# Apistogramma in hard water



## slackovic (Mar 28, 2016)

Hi all!

I have Malawi cychilds in a 55 g tank for little over a year now. Now a friend wants to give me Juwel Lido 120 tank and of course, I wanna use it  The problem is I just don't know what to put in it so I'd like your advice. I just love Apistogrammas, but the problem is that my tap water is extremly hard (I didn't measure it but if it would be any harder, we'd have rocks coming out). I read about softening water with R.O., but it's just over my budget to purchase R.O. Is there any chance the fish will be OK in hard water? I don't care if they not breed (at least for now).


----------



## Mcdaphnia (Dec 16, 2003)

Apistogramma cacatuoides is a species that has been bred in captivity for so long that it may spawn in hard water. Apistogramma steindachneri is another with tolerance for somewhat hard water. Adding lots of oak, hickory, or other deciduous tree leaves to the aquarium will recreate their natural habitat to a degree. Refer to the species profiles here to identify other Apistogramma species that show tolerance of some degree of harder water than they naturally occur in. http://www.cichlid-forum.com/profiles/r ... hp?genus=9


----------



## slackovic (Mar 28, 2016)

Thank you very much Mcdaphnia


----------



## slackovic (Mar 28, 2016)

Could you tell me how many Apistogramma cacatuoides can I put in the tank? Its dimensions are little bit strange. Base is 60 cm by 41 cm (24" by 16").


----------



## Mcdaphnia (Dec 16, 2003)

I prefer to put a single male female pair in a tank, whether larger or smaller than yours. If they breed, they will fill the tank with fry. However with good filtration and a supply of leaf litter, they can be crowded. If they are full adults, you will lose some males to aggression. The interplay between a single male and a single female is more interesting to me than what happens in a crowded tank.


----------



## slackovic (Mar 28, 2016)

OK. Great! And one more question. Can I put some other fish species with cacatuoides (it doesn't have to be apistogrammas)? I plan to heavily plant the tank with slow growing plants (anubiases, cryptocornas, microsorums...) and some tree roots.


----------



## Mcdaphnia (Dec 16, 2003)

Even sedate dither fish such as cardinal tetras can pick off the young fry. In theory they give an "all clear" signal to the apistos so they know no large predators are cruising around. You might see them about more with dither fish. If they breed, then the dithers can be removed because the parents will be escorting their fry to the sponge or Mattenfilter and the leaf litter where some live micro food will be.

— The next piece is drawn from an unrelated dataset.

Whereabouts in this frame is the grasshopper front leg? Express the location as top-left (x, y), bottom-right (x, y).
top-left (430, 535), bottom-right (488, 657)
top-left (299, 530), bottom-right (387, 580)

I use fast growing plants because they remove more minerals and fish waste from the water than slow growing ones.

Tree roots and driftwood are good. Coconut caves (half shells from coconut) are good. But the tree leaves are important. Don't forget them. You don't have to buy imported Indian almond leaves. Oak and hickory leaves are very good and can be collected under trees in the fall where no fertilizers and chemicals are used.


----------